Chlorine Family Unsafe Scientists warn about health woes

By Glennda Chui, San Jose Mercury News

Concern is growing among scientists, wildlife experts and public health officials that a widely used class of chemicals may cause serious problems in people and the environment - including breast cancer, neurological problems in children and deformities and infertility in wildlife.

In the past two years, the case against chlorine compounds has prompted an international commission to set an end to their discharge into the Great Lakes and led the nation's largest group of public health professionals to recommend that many be phased out.

Few man-made chemicals are as pervasive as those in the chlorine family. Chlorine is used in making 96 percent of all pesticides, 85 percent of all drugs and every computer chip that rolls off the line. Chlorine compounds dry-clean our clothes, bleach our laundry, form plastics and vinyls, and disinfect our swimming pools and drinking water.

Some are so persistent that they have penetrated every corner of the globe and found their way into virtually everybody on Earth.

Toxic Chemical

Enviromentalists charge that very few of the chorinated compounds have been adequately tested. Of those that have been, virtually all have proven toxic, said Greenpeace spokesman Jack Weinberg. Indeed, this toxicity is one of chlorine's most desirable properties: it kills pests, dissolves dirt on clothing and kill bacteria in laundry or in hospitals.

But recent studies show that some of the 11,000 or more compounds known as chlorinated orgainics can act in a more insidious way: Rather than poisoning outright or causing cancer or major birth defects, they either mimic or block the body's natural hormones, especially the female hormone estrogen.

Researchers are just beginning to unravel how these estrogenic chemicals work, how many of them exist and how widespread they are in the environment. No one yet knows whether there is such a thing as a safe level of exposure.

Yet some studies indicate that even slight exposure to one of these compounds at a critical stage of development can cause subtle defects that may show up only later in life as neurological damage or inability to reproduce. Tests used to check the safety of chemicals, which are geared toward cancer and obvious birth defects would not catch such damage.

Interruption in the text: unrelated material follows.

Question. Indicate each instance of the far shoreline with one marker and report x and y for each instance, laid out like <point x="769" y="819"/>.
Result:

No one is suggesting that all uses of chlorine are dangerous. But because so little is known about the thousands of chemicals that include chlorine, some suggest that the whole group should be considered suspect until proven safe - the reverse of how most chemicals are approved.

Phaseout Called For......
Greenpeace has been calling for phaseout of chlorine compounds in every area of life - a move that critics say could cost consumers $90 billion a year and 370,000 jobs.

The Chlorine Chemistry Council has vigorously opposed a phaseout, insisting that the campaign against chlorine is unfair and founded on bad science.

Now, in the latest blow to chlorine's reputation, the 30,000 members of American Public Health Association has passed a resolution calling on industry to either prove the thousands of chlorine compounds are safe or eliminate them until substitutes are found.

Although it set no timetable, the association asked for "measurable and progressive" reduction of chlorine uses in two areas: in the pulp and paper industry and in the class of chemicals that are known to deplete the ozone layer.

The vote, which came late last month as the association's annual meeting in San Francisco, marked a turnaround for the chlorine industry.

Several studies have linked chlorine compounds in the lakes to deformities and health problems in 14 species, including humans. For instance, children of women who had eaten Great Lakes fish had short-term memory problems and other neurological defects, as well as low birth weight and small heads.

The only way to end the contamination and the damage is to stop using the compound, the commission concluded.